There are several options for repayment, and students frequently underestimate how important the decision is at the time. If you’re hoping to find employment soon, full deferral allows borrowers to postpone payments until six months after graduation. During enrollment, interest-only payments lower the total balance that is increasing in the background. It’s exactly what it sounds like—immediate repayment—and most full-time students just can’t handle it. Usually, the repayment period lasts between ten and twenty-five years. It’s difficult to ignore the fact that for many borrowers, those loans turn into a kind of background noise in adulthood—a monthly reminder of choices made when they were eighteen or twenty-two.

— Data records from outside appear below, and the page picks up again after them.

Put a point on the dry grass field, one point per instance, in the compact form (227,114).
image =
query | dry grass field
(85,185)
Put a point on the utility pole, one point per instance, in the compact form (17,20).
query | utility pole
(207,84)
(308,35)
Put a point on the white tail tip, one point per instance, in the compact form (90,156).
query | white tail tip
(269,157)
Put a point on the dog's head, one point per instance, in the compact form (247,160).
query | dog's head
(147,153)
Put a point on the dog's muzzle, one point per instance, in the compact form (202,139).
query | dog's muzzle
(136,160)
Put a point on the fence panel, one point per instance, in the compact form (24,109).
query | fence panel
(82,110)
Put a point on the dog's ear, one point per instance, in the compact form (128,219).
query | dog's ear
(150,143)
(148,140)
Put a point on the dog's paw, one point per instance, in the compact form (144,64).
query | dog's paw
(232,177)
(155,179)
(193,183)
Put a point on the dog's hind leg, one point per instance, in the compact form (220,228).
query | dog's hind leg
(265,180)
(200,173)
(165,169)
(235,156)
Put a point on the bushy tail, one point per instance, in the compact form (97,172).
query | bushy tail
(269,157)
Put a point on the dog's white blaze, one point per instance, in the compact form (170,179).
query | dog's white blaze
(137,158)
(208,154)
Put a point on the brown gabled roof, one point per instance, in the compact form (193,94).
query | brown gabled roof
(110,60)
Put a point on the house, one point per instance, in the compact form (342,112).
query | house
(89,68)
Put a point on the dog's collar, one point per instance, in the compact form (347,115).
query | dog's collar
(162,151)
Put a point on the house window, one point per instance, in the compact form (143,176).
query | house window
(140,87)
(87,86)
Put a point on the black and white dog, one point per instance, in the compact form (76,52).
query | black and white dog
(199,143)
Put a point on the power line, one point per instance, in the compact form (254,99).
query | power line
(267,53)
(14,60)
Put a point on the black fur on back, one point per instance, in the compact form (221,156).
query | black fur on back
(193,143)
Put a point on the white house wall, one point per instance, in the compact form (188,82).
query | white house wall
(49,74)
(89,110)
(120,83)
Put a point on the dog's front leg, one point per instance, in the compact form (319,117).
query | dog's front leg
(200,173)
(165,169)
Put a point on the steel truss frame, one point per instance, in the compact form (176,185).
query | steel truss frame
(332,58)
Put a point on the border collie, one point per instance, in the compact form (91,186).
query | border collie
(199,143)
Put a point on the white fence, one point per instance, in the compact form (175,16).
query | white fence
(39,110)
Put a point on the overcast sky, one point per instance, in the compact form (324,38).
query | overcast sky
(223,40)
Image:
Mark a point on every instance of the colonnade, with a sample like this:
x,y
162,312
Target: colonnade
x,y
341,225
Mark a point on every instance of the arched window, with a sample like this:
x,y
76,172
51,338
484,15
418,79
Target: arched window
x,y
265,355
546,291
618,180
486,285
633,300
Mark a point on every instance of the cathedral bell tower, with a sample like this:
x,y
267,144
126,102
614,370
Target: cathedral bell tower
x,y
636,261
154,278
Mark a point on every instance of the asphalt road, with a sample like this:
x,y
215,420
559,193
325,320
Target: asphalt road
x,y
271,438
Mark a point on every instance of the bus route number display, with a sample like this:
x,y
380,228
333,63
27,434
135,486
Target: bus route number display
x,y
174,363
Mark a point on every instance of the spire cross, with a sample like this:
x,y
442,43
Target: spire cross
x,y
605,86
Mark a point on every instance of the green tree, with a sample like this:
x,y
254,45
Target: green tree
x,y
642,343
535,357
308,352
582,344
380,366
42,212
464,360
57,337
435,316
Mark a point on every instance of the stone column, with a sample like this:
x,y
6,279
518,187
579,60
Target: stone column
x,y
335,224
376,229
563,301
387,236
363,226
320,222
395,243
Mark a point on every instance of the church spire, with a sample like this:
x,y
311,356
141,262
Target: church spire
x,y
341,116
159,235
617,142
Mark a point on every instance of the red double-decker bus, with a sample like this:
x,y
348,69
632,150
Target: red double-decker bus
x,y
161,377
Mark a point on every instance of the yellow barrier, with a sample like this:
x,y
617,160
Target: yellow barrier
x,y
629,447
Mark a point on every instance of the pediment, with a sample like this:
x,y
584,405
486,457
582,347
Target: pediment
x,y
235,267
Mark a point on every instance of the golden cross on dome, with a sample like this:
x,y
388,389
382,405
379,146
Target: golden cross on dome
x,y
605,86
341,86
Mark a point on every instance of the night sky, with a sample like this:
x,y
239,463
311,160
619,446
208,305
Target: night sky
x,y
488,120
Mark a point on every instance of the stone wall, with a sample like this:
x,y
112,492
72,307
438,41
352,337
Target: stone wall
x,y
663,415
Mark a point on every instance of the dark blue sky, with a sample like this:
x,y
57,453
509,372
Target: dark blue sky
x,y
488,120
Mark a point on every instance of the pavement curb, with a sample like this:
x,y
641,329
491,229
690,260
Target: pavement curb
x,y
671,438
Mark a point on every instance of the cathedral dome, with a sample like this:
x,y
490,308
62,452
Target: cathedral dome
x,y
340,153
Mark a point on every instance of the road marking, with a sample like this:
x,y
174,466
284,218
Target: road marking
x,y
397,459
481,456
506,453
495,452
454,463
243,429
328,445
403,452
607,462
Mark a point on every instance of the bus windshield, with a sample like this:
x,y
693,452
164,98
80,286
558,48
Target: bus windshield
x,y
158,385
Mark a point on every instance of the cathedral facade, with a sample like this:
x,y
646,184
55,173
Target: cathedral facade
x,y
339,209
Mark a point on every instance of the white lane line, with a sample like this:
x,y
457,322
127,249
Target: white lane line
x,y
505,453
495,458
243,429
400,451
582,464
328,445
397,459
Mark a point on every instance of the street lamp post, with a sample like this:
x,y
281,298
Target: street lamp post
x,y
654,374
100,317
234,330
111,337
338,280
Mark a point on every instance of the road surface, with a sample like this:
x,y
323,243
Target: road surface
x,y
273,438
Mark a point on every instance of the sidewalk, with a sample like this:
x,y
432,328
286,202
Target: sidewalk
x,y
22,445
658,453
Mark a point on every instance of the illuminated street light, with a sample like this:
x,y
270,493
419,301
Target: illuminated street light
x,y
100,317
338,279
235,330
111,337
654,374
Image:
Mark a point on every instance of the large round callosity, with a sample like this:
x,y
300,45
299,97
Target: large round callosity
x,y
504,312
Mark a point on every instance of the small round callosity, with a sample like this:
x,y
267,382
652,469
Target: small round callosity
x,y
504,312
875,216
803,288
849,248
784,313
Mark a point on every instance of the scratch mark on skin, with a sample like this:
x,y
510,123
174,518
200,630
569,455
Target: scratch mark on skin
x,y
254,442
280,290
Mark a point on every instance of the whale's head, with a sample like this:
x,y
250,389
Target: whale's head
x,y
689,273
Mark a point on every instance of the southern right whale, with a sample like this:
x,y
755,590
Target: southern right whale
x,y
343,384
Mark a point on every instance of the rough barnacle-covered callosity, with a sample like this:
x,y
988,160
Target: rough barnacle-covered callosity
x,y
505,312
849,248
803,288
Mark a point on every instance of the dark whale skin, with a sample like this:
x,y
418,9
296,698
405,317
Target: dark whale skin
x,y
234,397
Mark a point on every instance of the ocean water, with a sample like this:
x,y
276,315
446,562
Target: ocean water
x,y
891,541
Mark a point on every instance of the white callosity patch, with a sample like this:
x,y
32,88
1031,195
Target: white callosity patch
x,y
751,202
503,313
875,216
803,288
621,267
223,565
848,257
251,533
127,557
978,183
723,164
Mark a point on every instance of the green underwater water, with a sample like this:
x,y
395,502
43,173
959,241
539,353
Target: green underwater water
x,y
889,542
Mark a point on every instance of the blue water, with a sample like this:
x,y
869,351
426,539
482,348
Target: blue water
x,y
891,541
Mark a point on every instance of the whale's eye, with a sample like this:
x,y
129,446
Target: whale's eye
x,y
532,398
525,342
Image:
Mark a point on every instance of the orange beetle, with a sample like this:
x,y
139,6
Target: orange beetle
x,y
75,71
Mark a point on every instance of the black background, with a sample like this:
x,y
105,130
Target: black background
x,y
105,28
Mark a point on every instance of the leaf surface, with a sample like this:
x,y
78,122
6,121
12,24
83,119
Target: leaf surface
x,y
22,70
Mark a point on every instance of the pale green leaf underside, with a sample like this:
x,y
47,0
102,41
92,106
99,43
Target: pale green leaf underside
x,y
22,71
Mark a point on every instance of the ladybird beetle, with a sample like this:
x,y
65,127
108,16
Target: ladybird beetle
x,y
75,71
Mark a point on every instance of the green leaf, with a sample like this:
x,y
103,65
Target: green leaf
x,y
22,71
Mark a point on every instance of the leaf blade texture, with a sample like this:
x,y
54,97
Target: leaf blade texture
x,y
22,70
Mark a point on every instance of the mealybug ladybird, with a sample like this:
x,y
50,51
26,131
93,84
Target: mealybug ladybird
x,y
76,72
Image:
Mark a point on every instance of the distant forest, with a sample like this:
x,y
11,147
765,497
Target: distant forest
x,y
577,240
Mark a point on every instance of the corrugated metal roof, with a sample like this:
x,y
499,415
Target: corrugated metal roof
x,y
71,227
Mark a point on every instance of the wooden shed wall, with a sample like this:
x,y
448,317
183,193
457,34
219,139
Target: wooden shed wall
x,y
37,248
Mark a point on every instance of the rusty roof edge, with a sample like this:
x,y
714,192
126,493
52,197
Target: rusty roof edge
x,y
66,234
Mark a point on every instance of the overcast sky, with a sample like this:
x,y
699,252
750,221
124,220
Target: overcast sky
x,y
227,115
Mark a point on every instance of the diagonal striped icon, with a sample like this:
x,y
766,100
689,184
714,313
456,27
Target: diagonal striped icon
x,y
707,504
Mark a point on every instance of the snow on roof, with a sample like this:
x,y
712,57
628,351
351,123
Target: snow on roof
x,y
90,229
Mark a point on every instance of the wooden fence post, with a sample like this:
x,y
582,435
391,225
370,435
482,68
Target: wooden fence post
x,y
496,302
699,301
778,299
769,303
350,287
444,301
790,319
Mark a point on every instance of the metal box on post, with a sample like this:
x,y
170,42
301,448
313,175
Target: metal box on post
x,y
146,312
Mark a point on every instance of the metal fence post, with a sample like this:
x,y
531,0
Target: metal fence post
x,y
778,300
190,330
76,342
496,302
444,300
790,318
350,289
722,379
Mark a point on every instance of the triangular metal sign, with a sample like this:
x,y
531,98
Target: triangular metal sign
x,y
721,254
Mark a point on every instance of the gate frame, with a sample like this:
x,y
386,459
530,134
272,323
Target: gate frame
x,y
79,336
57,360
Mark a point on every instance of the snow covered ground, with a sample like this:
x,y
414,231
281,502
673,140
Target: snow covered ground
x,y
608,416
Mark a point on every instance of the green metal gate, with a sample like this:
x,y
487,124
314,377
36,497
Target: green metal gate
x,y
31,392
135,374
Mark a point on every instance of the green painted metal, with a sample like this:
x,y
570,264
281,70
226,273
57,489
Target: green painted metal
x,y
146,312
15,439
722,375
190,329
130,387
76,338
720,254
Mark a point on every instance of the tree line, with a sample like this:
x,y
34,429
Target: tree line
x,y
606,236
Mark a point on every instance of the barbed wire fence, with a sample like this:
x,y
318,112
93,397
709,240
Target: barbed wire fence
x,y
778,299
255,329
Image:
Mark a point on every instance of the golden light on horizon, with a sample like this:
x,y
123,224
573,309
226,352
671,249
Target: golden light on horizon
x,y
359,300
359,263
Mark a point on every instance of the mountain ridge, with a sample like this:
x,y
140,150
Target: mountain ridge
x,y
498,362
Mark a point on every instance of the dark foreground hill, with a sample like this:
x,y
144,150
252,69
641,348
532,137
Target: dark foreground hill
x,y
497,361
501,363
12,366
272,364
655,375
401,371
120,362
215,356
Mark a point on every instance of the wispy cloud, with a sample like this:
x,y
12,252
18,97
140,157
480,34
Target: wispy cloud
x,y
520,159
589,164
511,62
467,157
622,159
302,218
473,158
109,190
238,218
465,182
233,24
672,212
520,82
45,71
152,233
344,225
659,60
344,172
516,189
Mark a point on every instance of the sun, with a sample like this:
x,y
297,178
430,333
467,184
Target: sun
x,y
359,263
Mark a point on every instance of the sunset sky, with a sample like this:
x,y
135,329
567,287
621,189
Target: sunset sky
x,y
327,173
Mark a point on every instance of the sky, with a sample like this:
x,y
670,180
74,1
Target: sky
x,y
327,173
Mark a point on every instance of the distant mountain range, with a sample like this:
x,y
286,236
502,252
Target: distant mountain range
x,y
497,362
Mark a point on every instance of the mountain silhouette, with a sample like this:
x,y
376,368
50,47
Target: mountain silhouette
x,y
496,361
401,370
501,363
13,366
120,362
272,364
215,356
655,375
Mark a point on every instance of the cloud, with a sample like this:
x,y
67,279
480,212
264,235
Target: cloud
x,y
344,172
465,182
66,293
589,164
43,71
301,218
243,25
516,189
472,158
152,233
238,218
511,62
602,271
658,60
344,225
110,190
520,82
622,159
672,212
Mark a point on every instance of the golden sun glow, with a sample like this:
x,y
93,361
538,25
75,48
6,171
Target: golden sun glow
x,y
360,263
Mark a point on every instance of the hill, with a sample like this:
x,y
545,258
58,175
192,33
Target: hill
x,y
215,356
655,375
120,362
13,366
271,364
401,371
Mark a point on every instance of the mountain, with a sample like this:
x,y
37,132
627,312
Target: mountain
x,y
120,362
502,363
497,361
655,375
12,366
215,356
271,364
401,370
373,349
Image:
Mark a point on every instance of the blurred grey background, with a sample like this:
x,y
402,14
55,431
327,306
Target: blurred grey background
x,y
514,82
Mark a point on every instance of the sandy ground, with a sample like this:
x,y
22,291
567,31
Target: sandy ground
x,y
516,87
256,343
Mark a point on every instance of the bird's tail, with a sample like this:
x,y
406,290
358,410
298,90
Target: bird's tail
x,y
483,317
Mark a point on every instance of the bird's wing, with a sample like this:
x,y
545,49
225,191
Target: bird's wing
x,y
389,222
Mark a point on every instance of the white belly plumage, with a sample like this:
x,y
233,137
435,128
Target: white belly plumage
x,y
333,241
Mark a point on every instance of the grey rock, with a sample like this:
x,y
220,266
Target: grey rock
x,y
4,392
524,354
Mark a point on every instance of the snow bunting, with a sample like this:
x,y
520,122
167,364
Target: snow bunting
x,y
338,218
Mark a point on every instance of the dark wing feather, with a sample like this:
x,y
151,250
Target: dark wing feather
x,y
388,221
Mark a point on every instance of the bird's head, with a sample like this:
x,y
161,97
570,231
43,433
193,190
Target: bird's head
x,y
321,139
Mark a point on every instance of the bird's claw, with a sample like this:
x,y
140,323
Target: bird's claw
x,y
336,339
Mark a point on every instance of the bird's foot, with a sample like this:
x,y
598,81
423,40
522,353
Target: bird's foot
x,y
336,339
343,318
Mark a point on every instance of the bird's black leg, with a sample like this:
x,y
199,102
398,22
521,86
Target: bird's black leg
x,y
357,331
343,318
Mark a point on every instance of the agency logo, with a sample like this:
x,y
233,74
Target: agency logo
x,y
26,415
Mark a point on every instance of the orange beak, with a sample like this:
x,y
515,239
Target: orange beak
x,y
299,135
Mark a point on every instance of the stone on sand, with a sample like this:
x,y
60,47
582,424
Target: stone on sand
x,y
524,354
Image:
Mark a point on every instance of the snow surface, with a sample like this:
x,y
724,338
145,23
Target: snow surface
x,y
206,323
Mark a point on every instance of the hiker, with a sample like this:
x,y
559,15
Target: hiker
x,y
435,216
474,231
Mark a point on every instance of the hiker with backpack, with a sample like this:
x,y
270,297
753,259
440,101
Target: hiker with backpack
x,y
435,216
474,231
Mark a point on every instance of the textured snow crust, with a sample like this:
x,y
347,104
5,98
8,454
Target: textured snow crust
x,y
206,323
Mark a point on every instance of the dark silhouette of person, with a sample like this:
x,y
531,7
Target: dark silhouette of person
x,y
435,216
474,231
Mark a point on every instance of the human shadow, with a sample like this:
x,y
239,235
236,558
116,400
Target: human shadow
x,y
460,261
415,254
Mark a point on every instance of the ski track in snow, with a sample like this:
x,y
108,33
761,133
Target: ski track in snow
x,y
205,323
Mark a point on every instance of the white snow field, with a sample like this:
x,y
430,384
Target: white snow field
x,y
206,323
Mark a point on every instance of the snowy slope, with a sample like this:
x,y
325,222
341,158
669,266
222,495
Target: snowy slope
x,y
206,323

All of this is not intended to imply that borrowing money to attend school in the United States is a bad idea. It obviously isn’t for a lot of students. American universities continue to have a significant impact on international employment markets, and the degree, when applied properly, can more than make up for the debt. However, the system encourages planning, prudent budgeting, and a readiness to pay attention to details rather than gloss over them.
The students who handle this the best are typically those who view the loan as borrowed future earnings rather than as free money, which is precisely what it is.